En effet, l’introduction d’une telle instance implique manifestement l’existence d’un conflit entre les parents et les grands-parents, à tout le moins sur cette question.

Dès lors, le seul refus des parents ne suffit pas à déterminer que les grands-parents ne devraient pas avoir de relation avec le mineur.

Ainsi, la Cour d’Appel de PARIS a notamment jugé « que les liens intergénérationnels contribuent à la formation de la personnalité de tout individu ; qu’il est en général de l’intérêt de l’enfant de maintenir de tels liens avec ses grands-parents des deux lignées auprès desquels il trouve un soutien affectif et éducatif ». En l’espèce pourtant, les parties vivaient un conflit familial « aigu ».

Quand n’est-il pas de l’intérêt des enfants d’entretenir des relations avec ses grands-parents ?

La jurisprudence pose donc le principe de l’intérêt pour l’enfant, de maintenir des liens familiaux avec ses ascendants.

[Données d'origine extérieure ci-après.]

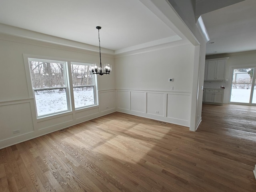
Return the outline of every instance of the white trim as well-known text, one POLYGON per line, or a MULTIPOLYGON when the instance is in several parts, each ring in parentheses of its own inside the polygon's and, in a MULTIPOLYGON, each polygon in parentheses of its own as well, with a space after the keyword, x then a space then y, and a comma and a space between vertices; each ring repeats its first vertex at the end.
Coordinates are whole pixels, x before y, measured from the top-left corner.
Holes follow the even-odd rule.
POLYGON ((19 99, 18 100, 9 100, 8 101, 0 101, 0 106, 9 105, 19 103, 29 103, 34 100, 34 98, 27 98, 26 99, 19 99))
MULTIPOLYGON (((34 40, 45 43, 50 43, 56 45, 73 47, 80 49, 98 52, 97 46, 81 43, 72 40, 38 33, 26 29, 0 24, 0 33, 16 37, 34 40)), ((102 48, 101 52, 108 54, 114 54, 114 51, 102 48)))
POLYGON ((200 16, 198 18, 197 21, 196 22, 196 24, 197 26, 199 29, 199 30, 200 31, 200 32, 201 32, 202 36, 204 37, 205 42, 208 42, 208 41, 210 41, 210 37, 209 37, 209 35, 208 35, 207 30, 205 27, 205 26, 204 25, 204 21, 203 20, 203 18, 202 18, 202 16, 200 16))
POLYGON ((216 60, 226 60, 227 59, 228 59, 229 58, 229 57, 223 57, 222 58, 216 58, 216 59, 206 59, 205 61, 212 61, 212 60, 216 61, 216 60))
POLYGON ((254 170, 253 170, 253 174, 254 175, 255 179, 256 179, 256 165, 255 165, 255 168, 254 168, 254 170))
POLYGON ((197 128, 199 126, 199 125, 200 125, 201 122, 202 122, 202 117, 200 118, 199 120, 197 122, 197 123, 196 123, 196 130, 195 131, 196 131, 196 130, 197 130, 197 128))
POLYGON ((167 91, 166 90, 152 90, 149 89, 116 89, 116 91, 130 91, 133 92, 147 92, 148 93, 168 93, 176 95, 190 95, 191 92, 182 91, 167 91))

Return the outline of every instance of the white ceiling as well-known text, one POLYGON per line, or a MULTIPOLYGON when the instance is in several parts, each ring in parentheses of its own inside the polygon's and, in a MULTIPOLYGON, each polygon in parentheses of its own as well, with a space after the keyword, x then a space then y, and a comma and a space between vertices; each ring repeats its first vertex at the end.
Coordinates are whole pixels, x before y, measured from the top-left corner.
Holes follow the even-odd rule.
MULTIPOLYGON (((206 54, 256 50, 255 10, 246 0, 202 14, 206 54)), ((165 17, 149 0, 0 0, 0 25, 97 46, 99 26, 102 47, 115 53, 186 40, 165 17)))
POLYGON ((99 26, 101 46, 114 51, 180 40, 144 1, 0 0, 0 23, 96 46, 99 26))
POLYGON ((206 55, 256 50, 256 0, 246 0, 202 16, 210 39, 206 55))

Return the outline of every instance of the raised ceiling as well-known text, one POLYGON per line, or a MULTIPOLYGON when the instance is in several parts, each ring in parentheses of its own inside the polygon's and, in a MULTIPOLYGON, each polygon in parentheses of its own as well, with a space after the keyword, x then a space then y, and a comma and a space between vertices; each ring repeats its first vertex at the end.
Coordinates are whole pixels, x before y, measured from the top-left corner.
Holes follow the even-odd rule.
POLYGON ((0 23, 95 46, 99 26, 101 46, 116 52, 182 40, 145 2, 1 0, 0 23))
POLYGON ((210 39, 206 55, 256 50, 256 0, 243 1, 202 16, 210 39))

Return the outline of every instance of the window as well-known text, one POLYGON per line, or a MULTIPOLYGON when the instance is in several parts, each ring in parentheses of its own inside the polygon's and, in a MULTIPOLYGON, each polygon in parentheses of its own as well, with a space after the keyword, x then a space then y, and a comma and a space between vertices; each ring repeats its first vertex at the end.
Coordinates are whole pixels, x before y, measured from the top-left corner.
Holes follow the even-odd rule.
POLYGON ((75 108, 95 104, 93 75, 88 64, 71 63, 75 108))
POLYGON ((70 111, 72 106, 78 109, 95 104, 90 64, 28 60, 38 117, 70 111))

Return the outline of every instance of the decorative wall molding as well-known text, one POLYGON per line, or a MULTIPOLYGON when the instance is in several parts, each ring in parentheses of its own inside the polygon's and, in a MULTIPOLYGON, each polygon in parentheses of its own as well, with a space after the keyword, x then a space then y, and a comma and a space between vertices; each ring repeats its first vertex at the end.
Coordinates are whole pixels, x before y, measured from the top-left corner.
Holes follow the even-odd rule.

Les relations de l’enfant avec ses ascendants, autres que ses père et mère sont donc, en principe, conformes à son intérêt. Il revient donc aux parents qui font valoir qu’une telle relation préjudicie les intérêts de l’enfant de démontrer ce qu’ils allèguent.

Récemment, la Cour d’appel de POITIERS a jugé qu’il n’était pas de l’intérêt d’enfants mineurs de conserver des liens avec leur grand-mère qui avait, à de nombreuses reprises, et sans étayage autre que ses déclarations, alerté de maltraitances, alors que les services sociaux, saisis dans ce cadre, constataient au contraire que la jeune mineure évoluait dans un cadre favorable.

Et quelles autres personnes peuvent-elles exiger de conserver un lien avec les enfants ?

Le texte parle de « tiers », parent ou non.

Car en effet, les grands-parents ne sont pas les seuls à pouvoir solliciter le maintien de relations sur le fondement de ce texte et il n’est pas exclu de saisir le Juge aux Affaires familiales, sur la base de ce texte, pour conserver des liens avec l’enfant d’un ex-conjoint avec lequel aucun lien, autre que celui du cœur, n’est établi.

Et pourquoi pas ?

Une tante, un frère majeur…

Quelle que soit votre situation, je vous incite vivement à faire le point avec votre conseil car, bien évidemment, avant de saisir le Juge compétent, il est de l’intérêt de tous de tenter de trouver une solution amiable.